L’éternelle contestation du testament par voie d’exception


En matière civile, lorsqu’un justiciable envisage de contester la validité d’un acte juridique de droit privé (contrat, donations, etc), celui-ci dispose en principe de deux possibilités.

La première consiste à saisir directement le juge d’une demande tendant à faire annuler l’acte. On parle de nullité par voie d’action.

La seconde, en revanche, n’intervient que lorsqu’une autre personne saisit le juge et fonde sa demande sur ledit acte. La nullité devient alors un moyen de défense, on parle de nullité par voie d’exception.

Aux termes de l’article 1304 du Code civil, l’action en nullité ne peut être introduite, en principe, que dans un délai de cinq ans à compter du jour où l’acte a été passé (sauf les cas particuliers de violence, dol et d’erreur).

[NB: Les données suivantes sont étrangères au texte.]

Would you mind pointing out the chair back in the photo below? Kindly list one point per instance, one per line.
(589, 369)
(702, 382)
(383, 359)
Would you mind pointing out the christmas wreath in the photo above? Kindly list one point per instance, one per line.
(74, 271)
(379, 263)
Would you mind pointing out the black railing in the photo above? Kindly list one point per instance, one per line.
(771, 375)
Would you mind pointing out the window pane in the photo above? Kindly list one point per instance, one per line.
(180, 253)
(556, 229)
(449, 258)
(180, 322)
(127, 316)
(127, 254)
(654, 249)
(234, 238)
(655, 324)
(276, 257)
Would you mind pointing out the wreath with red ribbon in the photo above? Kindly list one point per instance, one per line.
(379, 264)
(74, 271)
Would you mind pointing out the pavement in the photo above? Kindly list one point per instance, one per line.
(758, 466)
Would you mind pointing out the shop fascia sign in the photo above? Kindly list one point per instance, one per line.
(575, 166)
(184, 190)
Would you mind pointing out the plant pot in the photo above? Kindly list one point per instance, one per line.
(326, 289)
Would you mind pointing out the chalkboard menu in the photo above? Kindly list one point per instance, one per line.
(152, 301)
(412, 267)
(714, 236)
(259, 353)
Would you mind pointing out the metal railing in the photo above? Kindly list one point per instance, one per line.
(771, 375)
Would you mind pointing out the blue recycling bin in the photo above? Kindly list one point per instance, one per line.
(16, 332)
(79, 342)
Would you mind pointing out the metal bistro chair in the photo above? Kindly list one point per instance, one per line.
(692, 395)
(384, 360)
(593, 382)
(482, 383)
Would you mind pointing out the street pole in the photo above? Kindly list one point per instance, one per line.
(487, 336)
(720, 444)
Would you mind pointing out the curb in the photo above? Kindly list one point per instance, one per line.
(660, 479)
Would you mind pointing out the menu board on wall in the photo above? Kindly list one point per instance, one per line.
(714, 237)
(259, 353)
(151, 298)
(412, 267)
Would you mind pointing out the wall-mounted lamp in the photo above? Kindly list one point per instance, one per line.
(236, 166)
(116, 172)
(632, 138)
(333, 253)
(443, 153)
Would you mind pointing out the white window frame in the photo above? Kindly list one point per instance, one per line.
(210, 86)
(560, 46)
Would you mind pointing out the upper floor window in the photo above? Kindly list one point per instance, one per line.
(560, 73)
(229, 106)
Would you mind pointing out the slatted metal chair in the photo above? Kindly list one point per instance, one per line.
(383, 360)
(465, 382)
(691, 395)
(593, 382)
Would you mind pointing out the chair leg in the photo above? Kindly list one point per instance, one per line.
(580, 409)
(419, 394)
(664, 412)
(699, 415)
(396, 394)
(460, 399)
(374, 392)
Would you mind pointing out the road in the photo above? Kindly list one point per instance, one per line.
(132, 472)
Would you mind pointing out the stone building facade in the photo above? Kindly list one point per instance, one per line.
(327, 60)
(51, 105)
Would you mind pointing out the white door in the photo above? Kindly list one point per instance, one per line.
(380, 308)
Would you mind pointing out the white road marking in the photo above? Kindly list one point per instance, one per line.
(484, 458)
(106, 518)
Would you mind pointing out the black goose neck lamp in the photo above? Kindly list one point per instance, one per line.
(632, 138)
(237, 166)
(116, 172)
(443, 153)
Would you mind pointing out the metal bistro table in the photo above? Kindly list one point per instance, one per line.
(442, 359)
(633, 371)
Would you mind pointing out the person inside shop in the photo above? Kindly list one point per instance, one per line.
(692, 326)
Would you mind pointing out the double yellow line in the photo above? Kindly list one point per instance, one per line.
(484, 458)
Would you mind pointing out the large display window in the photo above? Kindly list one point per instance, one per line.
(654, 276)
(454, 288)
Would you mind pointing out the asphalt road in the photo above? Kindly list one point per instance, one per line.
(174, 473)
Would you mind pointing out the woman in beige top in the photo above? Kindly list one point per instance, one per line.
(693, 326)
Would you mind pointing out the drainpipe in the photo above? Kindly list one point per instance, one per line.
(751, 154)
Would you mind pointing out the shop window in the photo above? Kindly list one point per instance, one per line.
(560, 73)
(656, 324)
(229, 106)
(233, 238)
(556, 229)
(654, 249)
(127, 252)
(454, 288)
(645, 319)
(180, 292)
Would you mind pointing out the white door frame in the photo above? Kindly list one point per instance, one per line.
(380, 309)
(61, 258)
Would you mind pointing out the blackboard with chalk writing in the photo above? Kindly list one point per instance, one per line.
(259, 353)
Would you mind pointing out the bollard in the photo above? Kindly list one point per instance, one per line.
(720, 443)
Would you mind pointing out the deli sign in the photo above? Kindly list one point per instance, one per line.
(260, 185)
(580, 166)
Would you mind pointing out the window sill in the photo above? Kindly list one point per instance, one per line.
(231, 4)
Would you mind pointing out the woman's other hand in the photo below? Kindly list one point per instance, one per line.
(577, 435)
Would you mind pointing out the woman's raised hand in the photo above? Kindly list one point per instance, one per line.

Au-delà de ce délai, l’action est considérée comme prescrite, c’est-à-dire que la validité de l’acte n’est plus contestable et celui-ci ne peut donc plus être remis en cause en saisissant le juge.

En revanche, l’article 1304 du Code civil ne s’applique pas à la nullité soulevée en défense, qui selon une jurisprudence bien établie, est perpétuelle. Elle ne se prescrit donc pas (Cass. , Civ. 1ere, 21 décembre 1982, Bull. Civ. I, n°477 ; Cass, Civ. 1ere, 19 décembre 1995, Bull. Civ. I n°371).

Cette règle propre à la procédure civile peut se résumer par l’adage suivant : « ce qui est éphémère par voie d’action est perpétuel par voie d’exception » (« quae temporalia sunt ad agendum, perpetua sunt ad excipiendum »).

Pour autant, malgré le caractère apparemment établi de cette solution, la Cour de cassation continue à être régulièrement saisie de la question de savoir si la nullité par voie d’exception est perpétuelle ou non.

C’est ainsi que, dans un arrêt du 14 janvier 2015 (arret), la 1ere Chambre civile a eu à se prononcer pour la première fois sur la nullité d’un testament soulevée en défense.

En l’espèce, deux enfants se prévalaient d’un testament lors des opérations de liquidation-partage de la succession de leur mère tandis que le troisième enfant, lui, contestait la validité de cet acte par voie d’exception.

La Cour d’appel a écarté la contestation de la validité du testament au motif que ce moyen de défense était prescrit depuis plus d’un an.

La Cour de cassation a cassé cet arrêt d’appel et rappelé que l’exception de nullité est perpétuelle et qu’elle déroge en ce sens aux dispositions de l’article 1304 du Code civil.

Conforme à la jurisprudence de la Haute juridiction, cette décision semble logique à première vue, mais, en réalité, celle-ci soulève quelques interrogations propres à la matière successorale, et plus précisément, au testament :

–          D’une part, à la différence de l’exception de nullité soulevée à l’égard d’un acte passé par l’une des parties au litige, il s’agit, dans l’arrêt commenté, de contester la légalité d’un testament, qui est un acte unilatéral établi par un tiers, en l’occurrence le défunt, dans tout ce qu’il y a de plus personnel.

Cette remise en cause tardive de la volonté exprimée du défunt, sujette à interprétation et parfois fondée sur des preuves très anciennes, est source de contentieux.

La difficulté de la solution retenue est particulière dans le cas de l’espèce puisque la nullité se fondait sur l’insanité d’esprit de la défunte, autrement dit sur son incapacité physique et mentale à conclure des actes au moment où elle rédigeait ses dernières volontés.

Or la question de la preuve de l’état des facultés d’une personne au moment où un acte a été passé, et dont le décès remonte à plusieurs années, est bien évidemment délicate.  

–          D’autre part, le principe de la perpétuité de la nullité par voie d’exception a pour conséquence le rallongement des procédures, déjà très longues en matière successorale, et met les héritiers avantagés par un testament à la merci de l’hériter « défavorisé ».

En effet, pendant les cinq premières années, cet héritier peut engager une action directe en nullité du testament, laquelle peut ensuite être soulevée perpétuellement par le seul héritier défavorisé, qui occupe la position de défendeur à l’action.

Ainsi, l’héritier « défavorisé » est particulièrement bien loti pour nuire à leurs intérêts et bloquer la liquidation de la succession.

Cette solution, certes conforme au droit, n’est pas de bonne politique : une fois un testament connu et porté à la connaissance de tous les héritiers, un délai de cinq années apparaît largement suffisant pour que chacun fasse état de ses doutes quant à sa validité et émette les contestations qui lui semblent utiles.

Passé ce délai, la prescription devrait reprendre ses droits, et la liquidation de la succession intervenir sans que l’argument de la nullité éventuelle du testament puisse être soulevée ad vitam aeternam.

Telle n’est cependant pas la solution applicable, malheureusement.